Denudation, while laying bare the underground mechanism of an ancient volcano, has not always revealed the evidence of the actual structural relations of the rocks, or has first exposed and then destroyed it. Sometimes a mass of eruptive rock has been worn down and left in such an isolated condition that its connection with the rest of the volcanic network cannot be determined. So far as its position goes, it might perhaps be either a remnant of a lava-stream or the projecting part of some deeper-seated protrusion. But its texture and internal structure will often enable a confident opinion to be expressed regarding the true relations of such a solitary mass.

i. Dykes and Veins

For the study of these manifestations of volcanic energy, the British Isles may be regarded as a typical region. It was thence that the word "dyke" passed into geological literature. Thousands of examples of both dykes and veins may be seen from the Outer Hebrides southwards across the length and breadth of the southern half of Scotland, far into the north of England and towards the centre of Ireland. They may be found cutting the crests of the mountains and extending as reefs below the level of the sea. They are thus exposed in every conceivable divergence of position and in endless varieties of enclosing rock. Moreover, they can be shown to represent a vast range of geological time. One system of them belongs to some remote part of the Archæan periods, another is as young as the older Tertiary ages.

Fig. 32.—Dyke, Vein and Sill. The dyke (d) rises along a small fault among sandstones, shales, and ironstones (sh), and gives off a vein (v) and an intrusive sheet or sill (b).
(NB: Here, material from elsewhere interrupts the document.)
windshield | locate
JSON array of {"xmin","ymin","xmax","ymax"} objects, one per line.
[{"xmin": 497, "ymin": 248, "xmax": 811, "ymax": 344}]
Full details regarding these interesting relics of volcanic activity will be given in later chapters, especially in Chapters [xxxiv.] and [xxxv.] It may suffice here to note that each of the three types of old volcanoes above described has, in Britain, its accompaniment of dykes and veins. The plateaux, however, present by far the most abundant and varied development of them. The dykes of this series are characterized not only by their prodigious numbers in and around some of the plateaux, but by the long distances to which they may be traced beyond these limits. They are chiefly found in connection with the Tertiary basalt-plateaux, though the Carboniferous andesite-plateaux present a feebler display of them. The Tertiary dykes are pre-eminently distinguished by their persistent rectilinear lines, sometimes for distances of many miles, and their general north-westerly direction. They form a vast system extending over an area of some 40,000 square miles. Throughout that wide region their persistence of direction and of petrographical characters point to the former existence of one or more reservoirs of an andesitic and basaltic magma underneath the northern half of Britain, and to the rupture of the crust overlying this subterranean reservoir by thousands of parallel fissures. They thus constitute perhaps the most astonishing feature in the volcanic history of Tertiary time.

The dykes and veins connected with the puys are mainly to be found at or close to the vents. Not infrequently they traverse the agglomerates of the necks, and are sometimes to be traced to a central pipe or core of basalt.

The larger cones are likewise intersected with similar vertical, inclined or tortuously irregular walls of intruded lava. Occasionally a radiate arrangement may be observed in such cases, like that noticeable at some modern volcanoes, the dykes diverging from the eruptive centre.

Many dykes exist regarding which there is no evidence to connect them with any actual volcanic rocks. They have been injected into fissures, but whether this took place during volcanic paroxysms, or owing to some subterranean movements which never culminated in any eruption, cannot be decided.

The question of the age of dykes, like that of intrusive masses of all kinds, is often difficult or impossible to decide. A dyke must of course be younger than the rocks which it traverses, and a limit to its antiquity is thus easily fixed. But we cannot always affirm that because a dyke stops short of a particular rock, or series of rocks, it is older than these. The Hett Dyke, in the north of England, rises through the Coal-measures, but stops at the Magnesian Limestone; yet this cessation does not necessarily imply that the dyke was in place before the deposition of that limestone. The structure may have arisen from the dyke-fissure having ended at the bottom of the limestone. Where dykes rise up to the base of an unconformable formation without in any single case entering it, and where fragments of them are enclosed in that formation, they must be of higher antiquity, and must have been laid bare by extensive denudation before the unconformable strata were deposited upon them. The great system of dykes in the Lewisian Gneiss of the north-west of Scotland is in this way proved to be much more ancient than the Torridon Sandstones under which it passes (Figs. [35], [36]).